Pour autant, cette nécessaire efficacité de la lutte contre le terrorisme ne saurait justifier une violation systématique des droits de l'Homme. Ainsi, la Cour européenne a-t-elle pu décider que l'article 3 de la Convention (N° Lexbase : L4764AQI), qui prohibe les traitements inhumains et dégradants, ne souffre nulle dérogation ou restriction même en cas de danger public menaçant la vie de la nation, comme le terrorisme (9). Cette nécessaire efficacité ne saurait davantage justifier, plus spécifiquement, une violation des droits de la défense, comme en témoigne l'arrêt rendu par la Cour de cassation le 15 juin 2011. Il faut noter qu'en l'espèce la Haute juridiction prend un soin tout particulier à répondre de manière détaillée à l'ensemble des moyens soulevés par le pourvoi. Cette application de la Haute juridiction peut s'expliquer non seulement par la volonté de se montrer particulièrement vigilante quant au respect des droits de la défense dans une matière aussi sensible que celle du terrorisme, mais encore, sur un plan juridique, par la volonté de ne pas exposer cette procédure à une condamnation de la Cour européenne qui sera, sans nul doute, saisie dans cette affaire. L'invocation en l'espèce de cette foule de griefs est, en effet, destinée à permettre une saisine future de la Cour de Strasbourg qui décide que tous les griefs invoqués devant elle doivent au préalable avoir été soulevés devant les juridictions nationales, faute de quoi la requête individuelle est jugée irrecevable à défaut d'épuisement des voies de recours internes.

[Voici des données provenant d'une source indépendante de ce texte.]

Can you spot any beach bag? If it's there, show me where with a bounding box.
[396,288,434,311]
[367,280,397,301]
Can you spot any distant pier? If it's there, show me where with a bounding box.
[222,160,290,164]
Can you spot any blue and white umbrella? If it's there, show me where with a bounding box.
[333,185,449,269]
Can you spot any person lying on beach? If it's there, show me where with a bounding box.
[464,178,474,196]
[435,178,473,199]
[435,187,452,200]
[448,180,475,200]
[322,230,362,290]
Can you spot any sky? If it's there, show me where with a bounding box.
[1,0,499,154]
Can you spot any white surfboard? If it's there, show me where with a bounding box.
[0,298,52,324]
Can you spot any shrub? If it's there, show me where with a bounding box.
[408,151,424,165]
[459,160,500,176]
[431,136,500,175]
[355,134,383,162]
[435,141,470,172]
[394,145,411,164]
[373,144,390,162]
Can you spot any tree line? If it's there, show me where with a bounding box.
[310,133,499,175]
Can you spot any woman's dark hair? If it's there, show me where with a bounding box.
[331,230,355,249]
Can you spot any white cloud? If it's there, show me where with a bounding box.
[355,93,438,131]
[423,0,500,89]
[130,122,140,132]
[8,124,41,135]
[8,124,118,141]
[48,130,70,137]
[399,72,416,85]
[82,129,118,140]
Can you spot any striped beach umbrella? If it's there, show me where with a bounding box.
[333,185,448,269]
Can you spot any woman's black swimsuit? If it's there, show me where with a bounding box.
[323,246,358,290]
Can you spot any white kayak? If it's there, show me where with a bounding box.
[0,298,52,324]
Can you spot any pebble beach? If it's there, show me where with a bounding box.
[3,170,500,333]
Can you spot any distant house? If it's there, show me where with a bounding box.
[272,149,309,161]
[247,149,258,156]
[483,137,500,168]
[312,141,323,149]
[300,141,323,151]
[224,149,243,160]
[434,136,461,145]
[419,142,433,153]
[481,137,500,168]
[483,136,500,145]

Toutefois, seuls seront ici étudiés les griefs les plus pertinents qui, tous fondés sur la violation de l'article 6 § 1 de la Convention européenne de sauvegarde des droits de l'Homme, c'est-à-dire sur le droit à un procès équitable, tiennent à l'obligation de motivation des arrêts d'assises (I), à la présomption d'innocence, à l'impartialité et à l'indépendance des magistrats (II) et enfin à la violation de la règle non bis in idem (III).
I - Obligation de motivation des arrêts de cour d'assises et droit à un procès équitable
L'un des moyens au pourvoi faisait valoir que les questions posées à la cour d'assises doivent être rédigées en énonçant, fut-ce de façon résumée, les faits figurant dans le dispositif de l'acte d'accusation faute de quoi l'arrêt de condamnation ne saurait être considéré comme suffisamment motivé. C'était là poser la question du défaut de motivation des arrêts de cour d'assises et de sa compatibilité avec le droit à un procès équitable. L'argument est rejeté par la Cour de cassation au motif que "sont reprises dans l'arrêt de condamnation les réponses qu'en leur intime conviction, les magistrats composant la cour d'assises d'appel spécialement composée, statuant dans la continuité des débats, à vote secret et à la majorité, ont données aux questions sur la culpabilité posées conformément aux dispositifs des décisions de renvoi et soumises à la discussion des parties". En conséquence, et "dès lors qu'ont été assurés l'information préalable sur les charges fondant la mise en accusation, le libre exercice des droits de la défense ainsi que le caractère public et contradictoire des débats, il a été satisfait aux exigences conventionnelles".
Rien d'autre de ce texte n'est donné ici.